BUFFALO, N.Y. - Forget the 999 regular season games he's already coached in Buffalo. Lindy Ruff once thought he'd never get past Christmas of his first year with the Sabres.
"No, I'm not being funny," Ruff said, recalling the difficulty of being a 37-year-old rookie coach for a team that won seven of its first 25 games in 1997. "I thought I was going to be gone in December."
Well, look who's still standing.
In a profession where job security is as slippery as a fresh sheet of ice, Ruff will become the NHL's third coach—and first with the team that first hired him—to reach 1,000 on Wednesday, when the Sabres play at New Jersey.
"I've been damn lucky is what I've been," Ruff said.
Ruff will become the 18th NHL coach to reach 1,000 games—to tie his former mentor, the late Roger Neilson—and join Al Arbour (1,500 with the Islanders) and Billy Reay (1,012 with Chicago) as the only ones to do it with one team.
"That's a tribute to him, let me tell you," Arbour said. "In some places, you lose a couple of games and they fire you. I mean, things are tough right now for Buffalo, but I know he's going to get over it. You just hang in there."
Ruff has endured three ownership changes, the franchise declaring bankruptcy in 2003, five seasons of missing the playoffs, as well as the highs and lows that came with four Eastern Conference finals appearances and Buffalo's 1999 run to the Stanley Cup final.
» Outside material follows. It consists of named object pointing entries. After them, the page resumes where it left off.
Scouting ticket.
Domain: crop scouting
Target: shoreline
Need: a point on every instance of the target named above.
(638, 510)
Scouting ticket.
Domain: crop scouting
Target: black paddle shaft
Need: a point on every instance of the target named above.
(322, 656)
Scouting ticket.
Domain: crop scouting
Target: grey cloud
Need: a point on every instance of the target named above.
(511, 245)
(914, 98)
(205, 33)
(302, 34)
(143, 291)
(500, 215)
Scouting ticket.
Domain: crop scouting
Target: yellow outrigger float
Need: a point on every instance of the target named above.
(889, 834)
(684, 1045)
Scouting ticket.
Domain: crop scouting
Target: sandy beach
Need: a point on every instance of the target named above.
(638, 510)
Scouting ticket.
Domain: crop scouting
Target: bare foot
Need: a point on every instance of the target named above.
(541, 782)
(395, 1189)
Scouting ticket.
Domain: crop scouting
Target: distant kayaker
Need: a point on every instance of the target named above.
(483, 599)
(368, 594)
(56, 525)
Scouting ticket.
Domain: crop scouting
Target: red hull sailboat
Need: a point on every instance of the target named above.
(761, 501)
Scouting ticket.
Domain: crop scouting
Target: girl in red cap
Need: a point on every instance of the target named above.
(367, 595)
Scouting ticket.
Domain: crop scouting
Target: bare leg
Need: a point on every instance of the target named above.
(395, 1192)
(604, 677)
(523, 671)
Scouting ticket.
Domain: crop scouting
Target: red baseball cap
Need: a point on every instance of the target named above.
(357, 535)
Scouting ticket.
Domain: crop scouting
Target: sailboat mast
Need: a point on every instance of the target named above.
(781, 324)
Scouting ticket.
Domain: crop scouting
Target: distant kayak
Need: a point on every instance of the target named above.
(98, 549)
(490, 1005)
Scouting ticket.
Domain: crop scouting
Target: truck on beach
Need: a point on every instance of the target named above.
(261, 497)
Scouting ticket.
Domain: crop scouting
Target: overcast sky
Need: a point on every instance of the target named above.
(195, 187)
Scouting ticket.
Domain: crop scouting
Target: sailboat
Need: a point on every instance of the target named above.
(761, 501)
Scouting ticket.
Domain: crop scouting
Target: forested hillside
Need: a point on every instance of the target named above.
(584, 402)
That championship run ended with Dallas winning on Brett Hull's triple-overtime clincher in Game 6—a goal still disputed in Buffalo because Hull's skate was inside the crease.
The former Sabres captain has done it with a self-styled approach that's both philosophical and intense—Ruff's noted for his red-faced rants along the bench.
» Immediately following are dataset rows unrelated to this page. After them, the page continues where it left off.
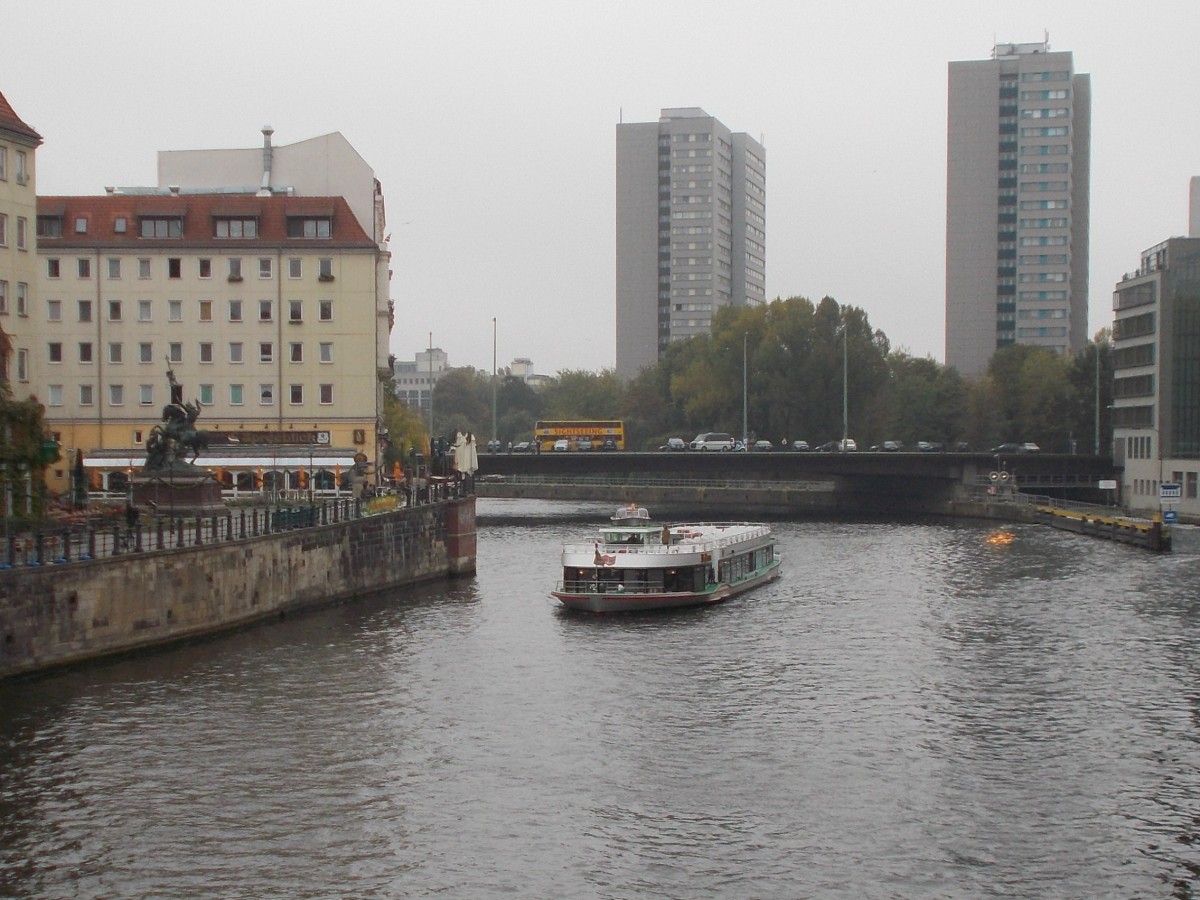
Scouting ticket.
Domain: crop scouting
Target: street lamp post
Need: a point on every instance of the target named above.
(845, 379)
(745, 391)
(493, 383)
(431, 394)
If experience has taught Ruff one thing, it's understanding that troubled times and slumps don't last.
As he readies for this historic mark, there are questions about his status because of the Sabres' start—4-9-2 and winless (0-6-1) at home. There has been no indication from management that Ruff's job is on the line, and general manager Darcy Regier has backed Ruff.
"The focus is on being better, getting better and what we have to do both as individuals and as a team to improve," Regier said.
Ruff, too, is focused on staying positive.
"We need to put something together now," Ruff said. "And I think you only eliminate the bad times by putting together a real good stretch and coming out the stronger team."
There have been 155 coaching changes in the NHL since Ruff was hired to replace Ted Nolan. Much of the credit for Ruff's tenure goes to Regier, whose patience was influenced by Arbour and former Islanders GM Bill Torrey, a major proponent of staying the course.
"I don't think it's any secret that I don't stand here if it wasn't for Darcy," Ruff said.
The two first met in Whitefish, Mont., in the mid-1970s. Regier was introduced to Ruff by a mutual friend and gave him a lift back to Lethbridge, Alberta, where both had played junior hockey. Ruff played for the Western Hockey League Broncos the season after Regier left, coincidentally wearing the same jersey number, 20.
When it came to hiring Ruff, then an assistant with Florida, Regier did so on the advice of Arbour and Scotty Bowman—two former coaches who have 3,748 games coached between them.
But Ruff didn't feel secure in Buffalo until after the Sabres eliminated Philadelphia in five games of a first-round playoff series in his rookie season.
"I still remember standing on the bench there in Philly after we won, thinking, 'I've got a chance now,'" he said. "I can probably tell you the tie that night I was wearing. It was black with brownish, copper stripes."
Smiling, Ruff then couldn't help but reflect on the team's tough start this season.
"I'm out of lucky ties right now," he said.